Gaby von Borstel und Peter Eickmeyer waren im Sommer an Bord der „MS Aquarius“ auf dem Mittelmeer. Ihre Erlebnisse verarbeiten sie in einer Graphic Novel.

Borstels und Eickmeyers düstere Zeichnungen der Geflüchteten beschönigen nichts Foto: Peter Eickmeyer

OSNABRÜCK taz | Fall Nummer 662 beginnt an Tag elf um sieben Uhr. Als der Alarm eingeht, steht das ehemalige Fischereischutzboot „MS Aquarius“ östlich von Tripolis in Warteposition. Umgerüstet durch die deutsche Hilfsorganisation SOS Méditerranée, ist das Schiff seit Anfang 2016 zwischen Tunesien, Libyen und Süditalien im Einsatz – zur Flüchtlingsbergung.

Kurz nach Mittag sind 132 Gerettete an Bord. 125 werden in der Nacht gerettet. In den frühen Morgenstunden weitere 395, übernommen von einer italienischen Fregatte. Insgesamt werden an diesem 23. Juni 5.000 Menschen geborgen.

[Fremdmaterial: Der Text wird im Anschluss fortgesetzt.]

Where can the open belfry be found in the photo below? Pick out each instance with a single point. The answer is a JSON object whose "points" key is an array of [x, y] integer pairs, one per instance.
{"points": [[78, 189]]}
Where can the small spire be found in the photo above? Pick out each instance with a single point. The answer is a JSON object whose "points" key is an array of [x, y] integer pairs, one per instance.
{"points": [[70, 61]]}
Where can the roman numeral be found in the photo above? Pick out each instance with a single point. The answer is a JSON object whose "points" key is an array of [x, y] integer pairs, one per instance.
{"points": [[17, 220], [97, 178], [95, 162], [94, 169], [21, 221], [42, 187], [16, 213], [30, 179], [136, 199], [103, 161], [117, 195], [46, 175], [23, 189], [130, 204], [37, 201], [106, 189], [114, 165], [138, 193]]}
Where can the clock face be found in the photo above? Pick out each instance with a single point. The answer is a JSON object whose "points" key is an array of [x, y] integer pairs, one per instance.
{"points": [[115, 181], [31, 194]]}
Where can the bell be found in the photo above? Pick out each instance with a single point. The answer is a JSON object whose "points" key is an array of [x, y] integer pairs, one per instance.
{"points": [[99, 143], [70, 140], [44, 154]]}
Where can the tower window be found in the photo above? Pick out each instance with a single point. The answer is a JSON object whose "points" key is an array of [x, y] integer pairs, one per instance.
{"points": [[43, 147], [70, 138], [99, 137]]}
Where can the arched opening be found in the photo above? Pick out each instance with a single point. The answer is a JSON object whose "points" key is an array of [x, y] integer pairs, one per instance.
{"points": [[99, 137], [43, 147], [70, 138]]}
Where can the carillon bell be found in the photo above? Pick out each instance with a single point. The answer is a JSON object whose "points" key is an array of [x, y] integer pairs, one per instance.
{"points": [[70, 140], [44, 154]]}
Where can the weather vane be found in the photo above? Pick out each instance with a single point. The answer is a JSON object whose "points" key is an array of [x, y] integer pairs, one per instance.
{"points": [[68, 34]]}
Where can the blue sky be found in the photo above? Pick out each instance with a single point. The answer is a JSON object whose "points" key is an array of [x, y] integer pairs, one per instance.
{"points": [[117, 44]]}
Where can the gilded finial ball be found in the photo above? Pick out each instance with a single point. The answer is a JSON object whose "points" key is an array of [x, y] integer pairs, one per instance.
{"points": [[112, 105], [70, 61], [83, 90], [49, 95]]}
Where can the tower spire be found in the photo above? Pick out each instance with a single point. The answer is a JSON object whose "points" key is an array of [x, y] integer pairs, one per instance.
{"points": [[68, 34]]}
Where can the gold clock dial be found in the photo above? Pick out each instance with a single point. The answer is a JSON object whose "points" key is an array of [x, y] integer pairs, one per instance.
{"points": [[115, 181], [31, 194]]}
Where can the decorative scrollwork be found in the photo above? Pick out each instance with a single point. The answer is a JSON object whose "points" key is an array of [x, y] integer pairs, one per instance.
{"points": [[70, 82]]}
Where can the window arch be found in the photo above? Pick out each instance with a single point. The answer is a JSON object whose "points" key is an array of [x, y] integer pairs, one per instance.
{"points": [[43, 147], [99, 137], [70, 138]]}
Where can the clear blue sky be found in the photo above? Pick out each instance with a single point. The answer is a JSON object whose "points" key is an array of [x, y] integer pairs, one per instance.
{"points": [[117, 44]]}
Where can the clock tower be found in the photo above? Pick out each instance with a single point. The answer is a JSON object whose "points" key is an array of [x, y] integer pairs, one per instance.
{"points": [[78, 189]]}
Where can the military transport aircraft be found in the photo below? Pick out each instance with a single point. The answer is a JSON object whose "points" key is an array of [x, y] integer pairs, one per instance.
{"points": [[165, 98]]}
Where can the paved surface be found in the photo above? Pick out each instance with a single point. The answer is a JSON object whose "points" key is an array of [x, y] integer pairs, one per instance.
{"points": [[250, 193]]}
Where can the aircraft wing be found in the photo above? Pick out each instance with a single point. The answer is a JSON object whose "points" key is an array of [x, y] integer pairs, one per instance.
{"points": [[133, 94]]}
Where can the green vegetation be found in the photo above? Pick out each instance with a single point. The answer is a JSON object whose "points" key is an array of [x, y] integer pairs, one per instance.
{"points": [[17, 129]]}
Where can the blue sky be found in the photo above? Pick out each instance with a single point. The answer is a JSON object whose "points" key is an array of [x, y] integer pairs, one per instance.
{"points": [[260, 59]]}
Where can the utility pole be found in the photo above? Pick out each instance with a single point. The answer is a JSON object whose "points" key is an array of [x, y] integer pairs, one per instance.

Zur Crew der „MS Aquarius“ gehören nicht nur Nautiker, Techniker, Mediziner und Köche. Seit Mitte Juni sind auch Gaby von Borstel und Peter Eickmeyer aus Neuenkirchen bei Melle an Bord. Drei Wochen wird das Künstlerehepaar bleiben, Stoff sammeln für seine Graphic Novel „Liebe deinen Nächsten“.

Sie beobachten nicht nur

Gaby von Borstel führt Interviews und textet. Peter Eickmeyer zeichnet. Beide filmen und fotografieren. Und sie beobachten nicht nur. Sie teilen Hilfsgüter zu, helfen an der Essensausgabe. Praktische Migrantenarbeit sind sie gewohnt – in der „Flüchtlingsinitiative Neuenkirchen“ geben sie Deutschunterricht.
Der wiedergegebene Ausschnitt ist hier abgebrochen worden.